As a side note, I remember going out on Friday and Saturday night when I was first legally able to drink and thought those were the nights to go out. Funny thing is that now, those nights might as well be amateur night, for both the young and the old, as sleasies and youngsters all seem to just come out of the woodwork. The real nights to go out, both here and in the Northwest anyway, seem to be Thursday, sometimes Sunday, and Monday nights. Just making an observation, now back to the story…

My husband and I were sitting in the corner keeping to ourselves; laughing, joking and telling stories. There was a large mixed (male and female) group of about eight to ten people, all dressed up and having took over two bar tables.  At one point in the evening, after both my husband and I had a few drinks, I stood up to go to the bathroom but ended up carrying on the conversation with my husband. I stood there for two or three minutes as we finished our conversation before one of the females from the larger table came up to me and asked me something about the bar stool in German. I couldn’t hear or understand her really so I asked her if she could repeat her question/statement in English.

She responded by saying, “Can I borrow your bar stool? Just for a few minutes? Yes, your bar stool, can I borrow it for just five minutes? Five minutes max?”

“Huh? You want to borrow my bar stool for five minutes?”

“Yes, just five minutes, please?”

“Um, okay?!”


And with that she picked up the stool and took it back to her group and another female promptly sat down on it and their conversation continued. I looked at my watch, noted the time (10:59, or 21.59 for those on military time), looked quizzically at my husband and then went off to the toilet.

Upon my return my husband asked why I had given my stool away as there were no other ones available.

“But, I didn’t give it away.”

“So, you’re going to ask for it back?”

“Yes, why wouldn’t I? This is Germany, I could do that.”

“No you won’t. You won’t ask for the stool back.”

“Why wouldn’t I? This is Germany. I don’t want to stand for the rest of the night. Plus, she is the one that emphasized five minutes.
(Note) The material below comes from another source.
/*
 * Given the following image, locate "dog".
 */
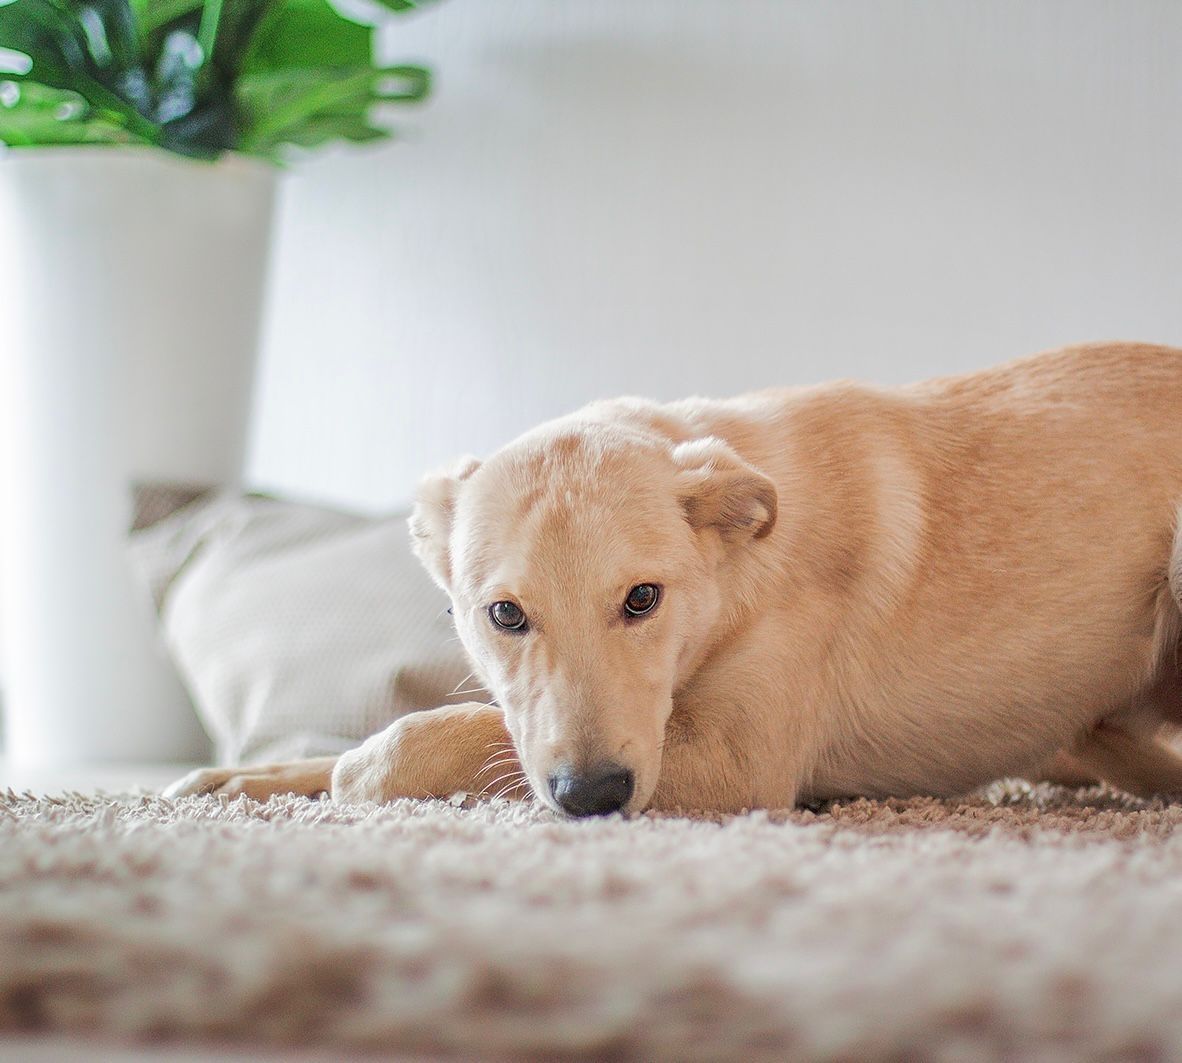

So, I will just go ask for the stool back after the five minutes is up.”

“Do you know how many minutes she has left then?” I know he was thinking that I forgot to actually read my watch when I looked at it.

“Yes, two minutes.”

“You’re not gonna do it. I can’t wait to see this.”

At 11:05, just to be polite, I walked over to the female and asked for my stool back which she gave me. This made my husband just light up and attempt a high-five for my effort. I sadly left him hanging as I didn’t think it would look that great to the other table. Plus, as I said, this is Germany and this is just the type of situation that would (obviously) be okay here. If someone tried this in America, they would get a flat “NO!” because in America ‘to borrow’ would mean ‘have’. I am sure that ‘have’ is actually precisely what the female meant but since she did say ‘borrow’ I can hold her to her literal word.

And that is one difference between Germany and America.

Published by livingtheamericandreamineurope

I live in Europe, I am from America.

2 thoughts on “A little culturally different.

  1. I think I disagree. If someone here asked to borrow a barstool, I agree that they likely would not give it back willingly; however, if someone here stressed that they would only borrow it for 5 minutes, I think they would willingly give it back, IF you remembered to ask.

  2. Perhaps, I think in Oregon sure, I’ll give you that but I am not so sure about other parts of the country. I’m thinking of bigger cities, like NY maybe. Then again, perhaps it also wouldn’t work in another larger city in Germany.